To compare the width of a PI and CI, we first have to just a set data point within the cars data set. We will set the predictor value at 9mph because we know it is within our data set. Then look at the predictor interval.
newdata1<-data.frame(speed=9)
(predi <- predict(mymod, newdata1, interval="predict") )
## fit lwr upr
## 1 17.81258 -13.87225 49.49741
The predictor interval provides a very large window. We will now compare it to the confidence interval.

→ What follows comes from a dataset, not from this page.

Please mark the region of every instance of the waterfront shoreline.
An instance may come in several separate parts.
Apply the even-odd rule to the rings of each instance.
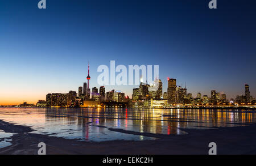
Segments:
[[[3,122],[0,120],[0,122]],[[5,131],[10,127],[18,127],[20,130],[18,134],[11,137],[11,146],[0,148],[1,155],[36,155],[39,142],[46,143],[48,155],[207,155],[209,148],[208,144],[212,142],[217,143],[217,154],[256,154],[255,124],[242,127],[212,127],[207,130],[182,129],[188,133],[185,135],[155,134],[124,130],[119,131],[116,129],[114,130],[116,132],[154,137],[158,139],[97,142],[26,133],[27,130],[27,130],[27,127],[29,127],[4,123],[6,127],[2,127],[2,130]]]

(confi<- predict(mymod,newdata1, interval = "confidence"))
## fit lwr upr
## 1 17.81258 10.90512 24.72005
Here we have a much smaller interval. This is to be expected because a PI bases its interval on the one observation of the speed 9 mph, while the confidence interval utilizes all of the 9 mph observations to create its interval. We can also find the exact widths of these intervals for easier comparison.
confi %*% c(0, -1, 1)
## [,1]
## 1 13.81493
predi %*% c(0, -1, 1)
## [,1]
## 1 63.36966
Now you can easily see the vastly differing widths of the two intervals. Because the confidence interval has more to base its interval off of, it will always be smaller.
One last step is to verify that the two intervals are centered at the same value. This can be done with simple test.
predi[1]==confi[1]
## [1] TRUE
With the true output we know the intervals are centered at the same point, and we are not breaking any of the linear regression model rules.
After analyzing the linear relationship between a car’s speed and its stopping distance, it is safe to say that there does appear to be a linear relationship present. Although our model does not necessarily predict stopping distance with the most accuracy, we are able to show through our hypothesis test that there is definitely a linear relationship between the two variables.